Dal dibattito ho tratto la conclusione che servono
chiarezza per il passato (sono a disposizione, lo
ribadisco) ed atti concreti; la concretezza è stata
chiesta da molti ed io intendo procedere con altrettanta
determinazione.
Il primo impegno (che ritrovo anche in alcune mozioni e
nella risoluzione Formenti ed altri n. 6-00022) è di
riferire quanto prima al Parlamento i risultati -
dovrebbero pervenire tra breve - del lavoro della
commissione d'indagine sulla gestione degli immobili. Il
secondo impegno è di trarre le conseguenze dagli
accertamenti compiuti dalla commissione richiamata e da
altri strumenti di indagine; conseguenze anche in ordine
alle responsabilità, che possono essere diverse e che
dovranno essere valutate con rigore ma senza indebite
generalizzazioni. Terzo impegno è di presentare subito una
bozza di decreto legislativo che tenga conto dei princìpi
che ho indicato in precedenza e che sono ricordati anche
nella risoluzione cui ho fatto riferimento (penso al
perseguimento degli obiettivi di trasparenza e di
economicità con la necessaria gradualità).
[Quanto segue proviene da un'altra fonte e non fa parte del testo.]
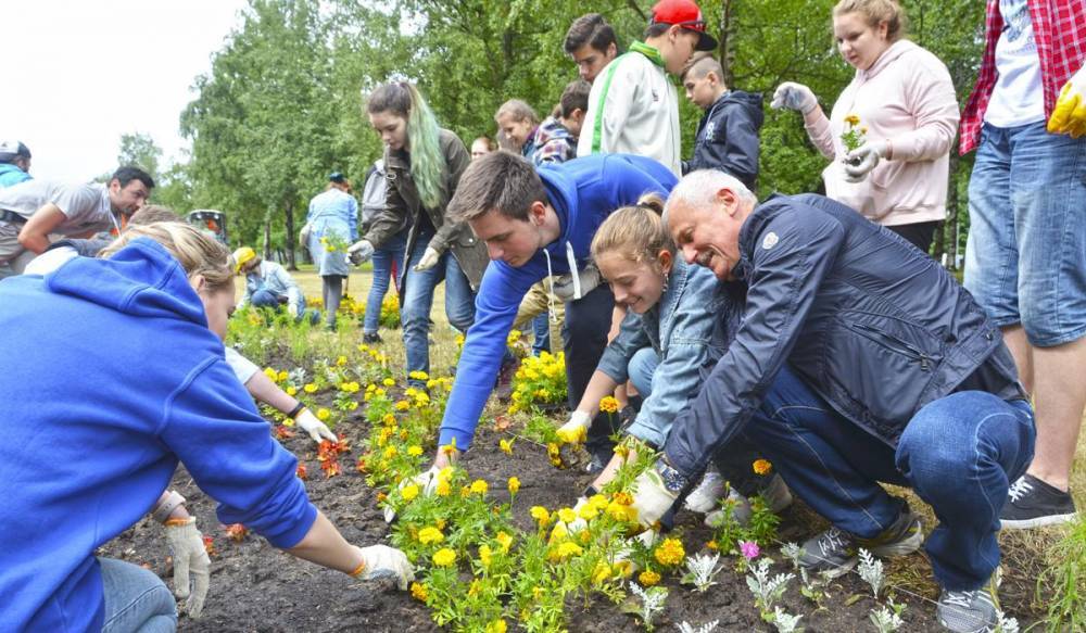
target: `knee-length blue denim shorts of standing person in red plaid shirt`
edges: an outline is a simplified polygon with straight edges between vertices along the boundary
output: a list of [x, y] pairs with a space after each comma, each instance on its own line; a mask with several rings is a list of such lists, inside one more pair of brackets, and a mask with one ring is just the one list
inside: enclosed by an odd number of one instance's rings
[[1086, 139], [984, 125], [969, 182], [965, 288], [1050, 347], [1086, 336]]

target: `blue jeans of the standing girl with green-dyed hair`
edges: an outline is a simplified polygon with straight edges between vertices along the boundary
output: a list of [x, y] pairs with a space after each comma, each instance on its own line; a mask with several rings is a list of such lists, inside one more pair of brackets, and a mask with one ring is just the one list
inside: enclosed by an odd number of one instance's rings
[[[404, 327], [408, 374], [430, 372], [430, 308], [433, 307], [433, 291], [439, 283], [445, 282], [445, 316], [449, 322], [462, 332], [475, 322], [475, 292], [452, 253], [446, 251], [429, 270], [415, 270], [432, 237], [432, 233], [418, 237], [404, 281], [406, 288], [400, 320]], [[418, 384], [418, 381], [408, 382]]]

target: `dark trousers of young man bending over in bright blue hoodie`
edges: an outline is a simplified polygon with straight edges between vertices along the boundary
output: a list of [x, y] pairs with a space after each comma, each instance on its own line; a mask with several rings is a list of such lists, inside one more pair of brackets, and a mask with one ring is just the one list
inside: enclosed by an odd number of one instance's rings
[[[569, 389], [569, 408], [576, 409], [607, 347], [615, 295], [607, 284], [597, 286], [592, 292], [566, 304], [566, 322], [561, 336], [566, 351], [566, 381]], [[614, 422], [611, 418], [615, 418]], [[601, 414], [592, 420], [584, 443], [593, 455], [604, 461], [610, 459], [615, 444], [610, 435], [618, 430], [619, 416]]]

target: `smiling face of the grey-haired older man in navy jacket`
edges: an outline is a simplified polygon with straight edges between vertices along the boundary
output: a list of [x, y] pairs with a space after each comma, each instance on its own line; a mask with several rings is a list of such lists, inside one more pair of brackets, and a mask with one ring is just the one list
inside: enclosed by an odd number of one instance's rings
[[668, 230], [687, 264], [704, 266], [717, 279], [734, 279], [732, 269], [740, 261], [740, 201], [722, 189], [712, 204], [691, 207], [682, 201], [668, 207]]

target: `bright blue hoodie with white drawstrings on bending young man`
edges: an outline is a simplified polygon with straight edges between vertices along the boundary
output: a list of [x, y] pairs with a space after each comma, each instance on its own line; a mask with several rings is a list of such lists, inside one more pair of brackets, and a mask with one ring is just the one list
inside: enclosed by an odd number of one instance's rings
[[[667, 195], [675, 185], [670, 169], [652, 159], [629, 154], [592, 154], [568, 163], [539, 168], [547, 202], [558, 215], [558, 239], [520, 267], [491, 262], [476, 296], [476, 318], [468, 330], [456, 368], [456, 382], [441, 420], [441, 445], [456, 441], [464, 451], [471, 445], [476, 425], [494, 389], [494, 377], [505, 352], [505, 338], [517, 308], [533, 283], [548, 275], [569, 273], [567, 244], [577, 267], [589, 264], [589, 248], [596, 229], [615, 210], [635, 204], [644, 193]], [[551, 267], [547, 269], [547, 255]]]

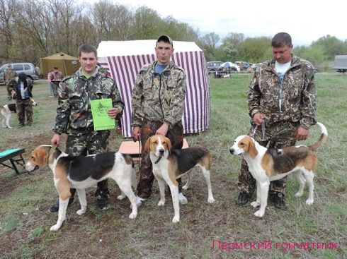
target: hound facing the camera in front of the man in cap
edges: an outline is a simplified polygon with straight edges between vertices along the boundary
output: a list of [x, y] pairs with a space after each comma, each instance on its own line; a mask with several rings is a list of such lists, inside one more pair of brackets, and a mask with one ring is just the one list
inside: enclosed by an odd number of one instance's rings
[[[195, 166], [200, 167], [205, 176], [208, 191], [208, 203], [214, 203], [210, 182], [210, 167], [212, 155], [204, 147], [194, 145], [193, 147], [182, 150], [171, 149], [171, 141], [164, 135], [153, 135], [148, 138], [144, 144], [144, 150], [149, 152], [149, 157], [153, 165], [153, 174], [158, 181], [160, 200], [158, 206], [165, 204], [165, 183], [169, 185], [172, 203], [174, 204], [174, 218], [172, 222], [180, 220], [179, 200], [178, 200], [178, 182], [176, 179], [186, 174], [189, 169]], [[191, 171], [188, 172], [188, 181], [184, 189], [187, 189], [191, 179]]]

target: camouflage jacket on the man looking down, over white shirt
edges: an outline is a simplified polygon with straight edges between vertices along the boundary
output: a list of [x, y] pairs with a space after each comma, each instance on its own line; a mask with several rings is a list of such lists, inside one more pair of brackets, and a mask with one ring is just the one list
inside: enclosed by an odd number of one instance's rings
[[266, 61], [258, 66], [249, 85], [249, 116], [253, 118], [261, 112], [267, 126], [278, 121], [300, 121], [300, 126], [309, 128], [316, 123], [316, 95], [313, 66], [309, 61], [292, 56], [282, 84], [275, 72], [275, 61]]

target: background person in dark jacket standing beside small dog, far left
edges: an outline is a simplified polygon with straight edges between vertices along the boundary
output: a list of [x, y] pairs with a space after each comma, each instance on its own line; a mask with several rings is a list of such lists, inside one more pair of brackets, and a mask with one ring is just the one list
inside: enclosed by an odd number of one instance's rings
[[33, 82], [21, 72], [18, 77], [12, 79], [8, 84], [13, 99], [16, 99], [16, 113], [18, 116], [18, 128], [25, 125], [25, 117], [28, 126], [33, 125], [33, 105], [30, 97], [33, 97]]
Nell'elaborare tale proposta - come ho detto poc'anzi -
intendo pormi in sintonia con il lavoro svolto dalle altre
amministrazioni competenti sul tema della casa, nonché con
l'attività intrapresa dall'VIII Commissione della Camera.
Ritengo che la larga convergenza registratasi in tale
Commissione sia un fatto positivo e da valorizzare.
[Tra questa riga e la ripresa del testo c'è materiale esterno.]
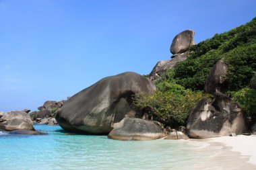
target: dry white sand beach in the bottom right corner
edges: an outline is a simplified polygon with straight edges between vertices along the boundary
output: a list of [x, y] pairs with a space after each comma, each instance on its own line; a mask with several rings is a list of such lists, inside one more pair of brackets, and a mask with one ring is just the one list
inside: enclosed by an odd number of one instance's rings
[[248, 163], [256, 165], [256, 135], [245, 136], [223, 136], [218, 138], [209, 138], [207, 142], [220, 142], [226, 146], [232, 147], [231, 151], [249, 156]]

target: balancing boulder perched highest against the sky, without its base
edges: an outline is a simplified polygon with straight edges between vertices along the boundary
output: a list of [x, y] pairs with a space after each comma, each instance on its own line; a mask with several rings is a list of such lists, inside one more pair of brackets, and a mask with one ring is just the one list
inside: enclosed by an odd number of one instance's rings
[[175, 36], [170, 46], [170, 52], [172, 52], [172, 54], [181, 54], [189, 50], [189, 46], [195, 44], [194, 34], [195, 32], [192, 30], [185, 30]]

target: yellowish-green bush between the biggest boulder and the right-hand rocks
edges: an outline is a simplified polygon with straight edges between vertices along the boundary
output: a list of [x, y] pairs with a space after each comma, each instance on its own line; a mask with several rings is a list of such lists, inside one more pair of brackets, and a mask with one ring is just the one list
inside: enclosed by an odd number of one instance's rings
[[189, 112], [203, 98], [203, 93], [166, 81], [161, 85], [162, 89], [153, 94], [136, 94], [135, 105], [139, 108], [152, 108], [153, 113], [168, 126], [185, 125]]

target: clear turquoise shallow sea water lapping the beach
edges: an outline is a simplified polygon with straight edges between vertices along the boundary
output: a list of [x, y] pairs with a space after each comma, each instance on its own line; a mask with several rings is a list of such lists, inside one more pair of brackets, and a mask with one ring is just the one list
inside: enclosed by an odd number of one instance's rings
[[197, 140], [120, 141], [35, 125], [48, 135], [0, 131], [0, 169], [256, 169], [249, 157]]

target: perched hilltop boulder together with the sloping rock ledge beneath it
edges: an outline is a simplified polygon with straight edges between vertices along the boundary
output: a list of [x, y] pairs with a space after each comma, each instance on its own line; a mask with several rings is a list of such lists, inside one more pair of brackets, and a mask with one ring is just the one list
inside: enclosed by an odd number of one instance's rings
[[192, 30], [185, 30], [175, 36], [170, 46], [170, 52], [173, 54], [170, 58], [172, 59], [161, 60], [156, 63], [154, 69], [150, 73], [150, 79], [152, 81], [160, 78], [164, 71], [174, 68], [178, 62], [187, 59], [187, 50], [189, 50], [189, 46], [194, 44], [194, 34], [195, 32]]

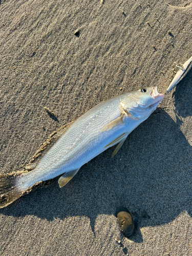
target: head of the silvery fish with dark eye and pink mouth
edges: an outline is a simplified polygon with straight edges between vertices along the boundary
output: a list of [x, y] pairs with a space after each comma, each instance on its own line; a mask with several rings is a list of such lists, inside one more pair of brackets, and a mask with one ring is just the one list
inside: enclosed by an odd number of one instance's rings
[[137, 119], [146, 119], [156, 110], [165, 95], [158, 93], [157, 87], [139, 89], [126, 95], [120, 102], [128, 115]]

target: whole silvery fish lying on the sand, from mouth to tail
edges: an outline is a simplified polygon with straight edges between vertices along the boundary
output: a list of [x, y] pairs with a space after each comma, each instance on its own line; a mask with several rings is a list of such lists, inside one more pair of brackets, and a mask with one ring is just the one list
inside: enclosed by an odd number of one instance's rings
[[66, 128], [37, 166], [28, 173], [0, 175], [0, 208], [3, 208], [39, 182], [62, 175], [59, 187], [65, 186], [88, 163], [109, 147], [117, 147], [146, 120], [163, 100], [157, 87], [118, 95], [94, 106]]

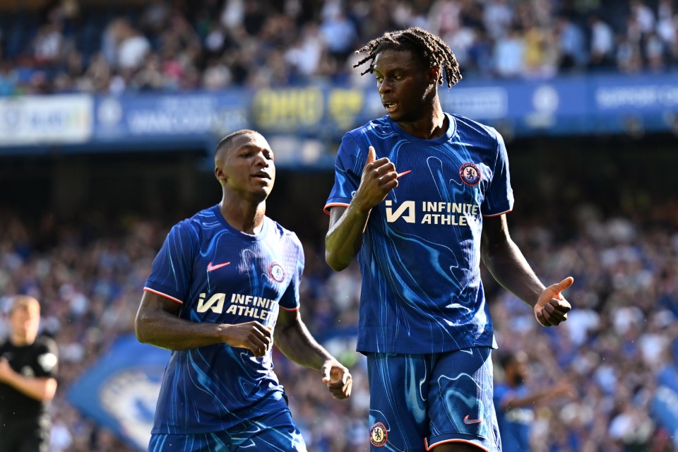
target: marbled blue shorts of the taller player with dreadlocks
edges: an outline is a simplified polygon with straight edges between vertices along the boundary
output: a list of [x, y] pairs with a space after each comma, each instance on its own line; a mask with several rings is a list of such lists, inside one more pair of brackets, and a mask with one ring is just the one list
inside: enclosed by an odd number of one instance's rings
[[431, 355], [369, 353], [371, 451], [422, 452], [446, 442], [501, 452], [492, 349]]

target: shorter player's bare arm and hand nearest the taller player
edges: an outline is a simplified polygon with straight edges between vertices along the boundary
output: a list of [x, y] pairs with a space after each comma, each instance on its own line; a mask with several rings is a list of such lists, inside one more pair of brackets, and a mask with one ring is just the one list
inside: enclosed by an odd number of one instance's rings
[[351, 395], [353, 380], [350, 372], [316, 342], [299, 315], [299, 311], [280, 309], [275, 324], [275, 346], [297, 364], [320, 371], [323, 383], [334, 398]]

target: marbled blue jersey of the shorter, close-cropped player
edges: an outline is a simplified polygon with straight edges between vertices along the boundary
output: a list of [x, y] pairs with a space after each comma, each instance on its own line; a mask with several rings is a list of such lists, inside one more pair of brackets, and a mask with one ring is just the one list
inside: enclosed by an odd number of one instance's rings
[[[258, 234], [231, 227], [218, 206], [172, 227], [144, 290], [181, 303], [192, 322], [275, 326], [298, 309], [304, 253], [297, 236], [264, 218]], [[227, 344], [175, 350], [160, 389], [152, 433], [198, 434], [287, 408], [271, 353]]]

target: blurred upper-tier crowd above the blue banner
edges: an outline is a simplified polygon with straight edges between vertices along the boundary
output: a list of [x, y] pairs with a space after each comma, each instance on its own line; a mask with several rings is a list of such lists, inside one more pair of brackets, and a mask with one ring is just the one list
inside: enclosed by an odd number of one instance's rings
[[410, 25], [443, 37], [468, 78], [678, 69], [675, 0], [53, 0], [40, 13], [5, 9], [0, 95], [355, 83], [357, 45]]

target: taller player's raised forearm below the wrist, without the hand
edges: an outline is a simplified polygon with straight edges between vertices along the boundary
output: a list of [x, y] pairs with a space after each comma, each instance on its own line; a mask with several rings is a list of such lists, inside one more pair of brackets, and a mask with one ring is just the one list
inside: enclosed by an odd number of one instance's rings
[[358, 254], [368, 219], [369, 210], [353, 203], [343, 210], [338, 220], [333, 222], [331, 217], [331, 227], [325, 237], [325, 261], [333, 270], [343, 270]]

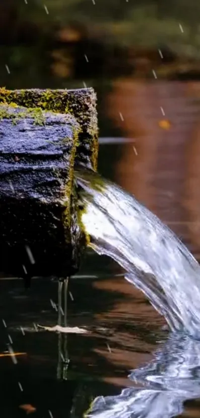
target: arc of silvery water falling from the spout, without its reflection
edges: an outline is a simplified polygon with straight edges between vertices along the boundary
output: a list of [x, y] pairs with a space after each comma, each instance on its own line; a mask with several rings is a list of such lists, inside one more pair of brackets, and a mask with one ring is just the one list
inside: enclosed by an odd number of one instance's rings
[[76, 170], [83, 206], [81, 222], [91, 246], [126, 271], [165, 316], [171, 329], [200, 337], [200, 266], [155, 215], [97, 173]]

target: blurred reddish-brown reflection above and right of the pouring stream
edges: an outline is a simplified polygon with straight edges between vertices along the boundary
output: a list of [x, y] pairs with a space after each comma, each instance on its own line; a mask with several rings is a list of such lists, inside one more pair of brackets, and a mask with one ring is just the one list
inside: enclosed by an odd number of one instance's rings
[[124, 136], [135, 138], [137, 151], [130, 143], [121, 146], [115, 180], [190, 248], [192, 241], [192, 252], [199, 257], [200, 82], [126, 78], [113, 86], [107, 98], [109, 115]]

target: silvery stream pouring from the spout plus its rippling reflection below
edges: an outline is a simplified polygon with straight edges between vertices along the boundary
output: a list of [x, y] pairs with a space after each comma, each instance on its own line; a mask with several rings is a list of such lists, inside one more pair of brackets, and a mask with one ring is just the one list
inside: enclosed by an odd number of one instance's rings
[[200, 397], [200, 266], [134, 196], [86, 169], [78, 169], [76, 178], [90, 246], [117, 261], [176, 331], [153, 361], [132, 370], [136, 387], [98, 397], [88, 417], [174, 417], [186, 400]]

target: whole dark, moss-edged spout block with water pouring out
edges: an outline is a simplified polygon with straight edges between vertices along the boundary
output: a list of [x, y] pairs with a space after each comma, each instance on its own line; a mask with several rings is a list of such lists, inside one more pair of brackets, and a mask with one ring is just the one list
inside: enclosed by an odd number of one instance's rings
[[95, 94], [88, 90], [48, 91], [52, 101], [45, 106], [41, 100], [47, 91], [0, 89], [4, 275], [29, 281], [33, 276], [65, 278], [78, 269], [84, 236], [73, 168], [77, 162], [96, 168], [98, 152]]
Infine, nel tempo più breve possibile, ritengo non oltre
la metà di ottobre, credo che potremo disporre degli
elementi essenziali sia per formulare un giudizio più
pacato ma non indulgente delle gestioni passate, sia per
avviare una modifica razionale ed efficace delle regole,
il che rappresenta la garanzia non solo giuridica ma anche
politica che simili episodi scandalosi non si ripetano.